I'm not much of a baseball fan, or of sports or competition in general, but the subject of Satchel Paige peaked my interest since Greg Proops first belligerently sung the pitcher praise on his podcast the Smartest Man in the World.
If I had no choice but to study American sports I'd likely choose baseball ("for it is our game" goes Whitman), and to pick an angle on baseball history to research, it would definitely be how race relations operated in baseball in the middle of the 20th century. Since I did have a choice though, I picked this book out anyway because I wanted to try something out of my comfort zone, read something that might offer an essential piece of American history that I would not otherwise have sought out.

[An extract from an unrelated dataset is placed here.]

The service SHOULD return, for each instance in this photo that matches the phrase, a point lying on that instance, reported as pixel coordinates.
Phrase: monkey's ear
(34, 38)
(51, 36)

Satchel Paige is a fantastic subject matter, as I soon learned. Both the man and the legend, the interplay between the real person and the cultural icon. His overspending habits and infidelities, his cockiness, his traveling spirit, supreme pitching skill. Dude's a complex character who Tye never downplays in his imperfections, his downright cruelties even, but who Tye also acknowledges as a singular force in baseball history. Tye's characterization of Satchel is neither irredeemable nor glorified. Rather, what was bad is admitted as bad and what was good is admitted as good. I loved one particular passage that describes how, when pitching to a 4-year-old fan, Satchel didn't do the expected underhand toss, but threw a damn fast ball. The idea of it is bizarre, funny, and mean, and encompasses a lot that one could both love and hate about the guy.
The later sections of this book reminded me a lot of another biography I read recently, Douglas Brinkley's Rosa Parks. Specifically, how these works reminds us that our cultural icons and heroes continue to exist after they're shifted out of the limelight. I'm always interested in learning about the "fade out" of one's career, whether or not they recuperate, whether or not they ever thought to save enough to support themselves out of the public eye, etc.
Unfortunately, also like Brinkley's work, Tye's biography also has an offputting distance to it. This is likely because both authors were white men. Now, Brinkley's just an amazing historian and Tye has experience writing about black people and black men more specifically in his book Rising From the Rails: Pullman Porters and the Making of the Black Middle Class, but I still feel like there's something underexplored in their work on black subjects precisely because race isn't the first thing on their minds.
Satchel is still probably the most factual and holistic biography of Satchel Paige, so for that it is absolutely worth reading. My reservations about this book are abstract and possibly subjective, but it comes down to one simple feeling: I didn't feel like we got down to the "spirit" of Satchel Paige in this book. I think it records him and his legend splendidly, from his inimitable stats to his personal faults and triumphs, but I'm not so sure we got to what was essentially Satchel Paige here.